The client is able to find the RNWSSleighWorker.sh file.

(Note 1: I put the server software on the client because I was getting
an message saying: No nws server found each time I tried to install
the client software. I don't know if this is needed)
(Note 2: I plan to set up many more machines if I can get this working)
(Note 3: Originally I was trying this on Windows machines with Cygwin,
but I encountered the same error and figured I could at least rule out
a possible cause by setting it up on a linux machine. Ultimately I
would like to get this working in Windows/Cygwin.)

***Section 2***
The function I used to start the sleigh is:

s=sleigh(
+   nwsHost=172.30.xx.xx,
+   nwsPort=8765,
+   launch=sshcmd,
+   nodeList=c(10.85.xxx.xxx),
+   scriptExec=envcmd,
+   scriptDir=/usr/local/lib/R/site-library/nws/bin,
+   scriptName=RNWSSleighWorker.sh,
+   workingDir='~/tmp/',
+   logDir='~/tmp/',
+   outfile=outfileTest,
+   user=tj)

This function returns the message below and then clear command prompt:

Executing command:
'/Library/Frameworks/R.framework/Resources/library/nws/bin/SleighWorkerWrapper.sh'
'ssh' '-f' '-x' '-l' 'tj' '10.85.101.109' 'env'
'RSleighName=10.85.101.109'
'RSleighNwsName=sleigh_ride_0450__nwssNGG4LF'
'RSleighUserNwsName=sleigh_user_0452__nwssNGG4LF' 'RSleighID=1'
'RSleighWorkerCount=1'
'RSleighScriptDir=/usr/local/lib/R/site-library/nws/bin'
'RSleighNwsHost=172.30.34.71' 'RSleighNwsPort=8765'
'RSleighWorkingDir=~/tmp/'
'RProg=/Library/Frameworks/R.framework/Resources/bin/R'
'RSleighWorkerOut=sleigh_ride_0450__nwssNGG4LF_0001.txt'
'RSleighLogDir=~/tmp/'
'/usr/local/lib/R/site-library/nws/bin/RNWSSleighWorker.sh'

If I type the name of the sleigh s as below, I get information that
makes it look like the sleigh is ready to receive commands:

 s
NWS Sleigh Object
NWS Host:   172.30.xx.xx:8765
Workspace Name: sleigh_ride_0446__nwssNGG4LF
1 Worker Nodes: 10.85.xxx.xxx

Likewise, if I send a simple ssh command to the worker I get a response:
 system('ssh t...@10.85.101.109 date')
Fri Oct 29 15:15:10 EDT 2010

I can also communicate values between the two machines using the NWS
web server and the nwsStore() and nwsFetch() functions.

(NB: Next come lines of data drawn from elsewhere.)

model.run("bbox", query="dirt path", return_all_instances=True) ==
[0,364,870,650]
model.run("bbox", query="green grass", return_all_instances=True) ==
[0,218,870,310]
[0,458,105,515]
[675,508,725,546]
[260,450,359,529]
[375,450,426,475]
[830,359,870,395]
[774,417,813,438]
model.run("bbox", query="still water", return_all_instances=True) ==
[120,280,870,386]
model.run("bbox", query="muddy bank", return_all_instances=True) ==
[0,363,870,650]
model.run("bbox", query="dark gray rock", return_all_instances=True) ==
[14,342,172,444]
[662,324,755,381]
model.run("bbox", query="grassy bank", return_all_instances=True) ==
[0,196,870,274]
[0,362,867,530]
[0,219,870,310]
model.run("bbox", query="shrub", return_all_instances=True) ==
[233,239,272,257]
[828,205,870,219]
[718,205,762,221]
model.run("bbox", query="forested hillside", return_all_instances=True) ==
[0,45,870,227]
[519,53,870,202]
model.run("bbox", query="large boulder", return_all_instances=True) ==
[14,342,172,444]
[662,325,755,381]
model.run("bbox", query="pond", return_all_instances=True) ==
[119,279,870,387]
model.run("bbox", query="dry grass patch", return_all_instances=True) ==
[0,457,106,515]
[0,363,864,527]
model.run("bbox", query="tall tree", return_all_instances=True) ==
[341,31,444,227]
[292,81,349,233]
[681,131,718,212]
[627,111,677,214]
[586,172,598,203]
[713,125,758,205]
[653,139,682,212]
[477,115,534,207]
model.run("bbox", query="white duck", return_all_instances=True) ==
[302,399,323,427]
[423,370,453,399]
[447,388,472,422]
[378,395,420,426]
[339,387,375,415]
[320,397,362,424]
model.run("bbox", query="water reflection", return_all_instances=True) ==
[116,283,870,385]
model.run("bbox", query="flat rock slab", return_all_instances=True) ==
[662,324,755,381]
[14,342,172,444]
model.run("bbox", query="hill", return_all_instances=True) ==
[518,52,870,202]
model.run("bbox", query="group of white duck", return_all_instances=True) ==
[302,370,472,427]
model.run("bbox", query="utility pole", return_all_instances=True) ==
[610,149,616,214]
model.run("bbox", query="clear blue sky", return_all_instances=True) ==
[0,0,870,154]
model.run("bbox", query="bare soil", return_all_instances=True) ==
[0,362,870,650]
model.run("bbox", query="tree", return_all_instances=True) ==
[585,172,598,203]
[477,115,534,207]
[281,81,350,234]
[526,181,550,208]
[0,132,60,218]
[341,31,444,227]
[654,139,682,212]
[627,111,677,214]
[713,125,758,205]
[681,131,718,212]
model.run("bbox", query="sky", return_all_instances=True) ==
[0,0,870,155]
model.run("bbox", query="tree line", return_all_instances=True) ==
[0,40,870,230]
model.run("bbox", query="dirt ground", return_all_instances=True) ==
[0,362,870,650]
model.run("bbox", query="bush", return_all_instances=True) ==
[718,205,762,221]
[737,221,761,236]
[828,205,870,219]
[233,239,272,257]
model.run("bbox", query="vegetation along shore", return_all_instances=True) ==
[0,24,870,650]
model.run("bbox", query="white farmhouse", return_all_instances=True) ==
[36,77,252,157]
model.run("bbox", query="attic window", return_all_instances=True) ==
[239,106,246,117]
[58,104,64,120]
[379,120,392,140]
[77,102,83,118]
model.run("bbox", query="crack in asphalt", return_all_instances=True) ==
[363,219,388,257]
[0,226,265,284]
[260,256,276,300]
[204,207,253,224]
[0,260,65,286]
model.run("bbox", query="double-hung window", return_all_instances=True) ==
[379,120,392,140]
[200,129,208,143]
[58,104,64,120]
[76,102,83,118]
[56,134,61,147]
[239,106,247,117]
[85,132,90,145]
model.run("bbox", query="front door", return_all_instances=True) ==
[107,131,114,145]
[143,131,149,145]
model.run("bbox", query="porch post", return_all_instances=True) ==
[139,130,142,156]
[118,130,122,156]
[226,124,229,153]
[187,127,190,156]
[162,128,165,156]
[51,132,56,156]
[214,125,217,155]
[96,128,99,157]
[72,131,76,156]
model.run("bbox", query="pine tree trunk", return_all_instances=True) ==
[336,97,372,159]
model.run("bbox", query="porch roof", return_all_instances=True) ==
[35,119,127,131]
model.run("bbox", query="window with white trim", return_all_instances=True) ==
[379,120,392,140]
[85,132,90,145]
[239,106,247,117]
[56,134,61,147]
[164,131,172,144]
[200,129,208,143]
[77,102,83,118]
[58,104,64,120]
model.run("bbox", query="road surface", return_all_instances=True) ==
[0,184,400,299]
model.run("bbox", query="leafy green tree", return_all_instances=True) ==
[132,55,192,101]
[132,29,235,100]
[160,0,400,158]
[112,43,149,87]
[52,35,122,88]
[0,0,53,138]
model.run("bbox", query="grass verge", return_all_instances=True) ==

However, if I check the status of the sleigh using status(s) or
rankCount(s), I get less encouraging information:

 status(s)
$numWorkers
[1] 0
$closed
[1] 0

 rankCount(s6)
[1] 0

***Section 3***
I can access the NWS server through localhost:8766 and see that
sleighs are being created. There are two entries: a sleigh_ride and a
sleigh_user; but the worker count in the sleigh_ride is also zero.

If I execute either of the following test sleigh functions, the sleigh
will hang indefinitely (though the R terminal will not hang, since I
used blocking=false):
eachWorker(s5, Sys.info, eo=list(blocking=FALSE))
eachWorker(s, function() library(nws), eo=list(blocking=FALSE))

***Section 4***
***CRUX OF THE ISSUE (probably):***
Finally, three files get created in the ~/tmp directory that I
specified as the logDir and workingDir, named: outfileTest,
RSleighSentinelLog_1000_1 , and
sleigh_ride_0450__nwssNGG4LF_0001.txt. All three contain exactly the
same information:

/usr/local/lib/R/site-library/nws/bin/RNWSSleighWorker.sh: 37:
/Library/Frameworks/R.framework/Resources/bin/R: not found

Whats puzzling is the Library/Frameworks/R.framework/Resources/bin/R
part. That looks like an OS X-style path rather than Ubuntu-style. I
didn't specify that path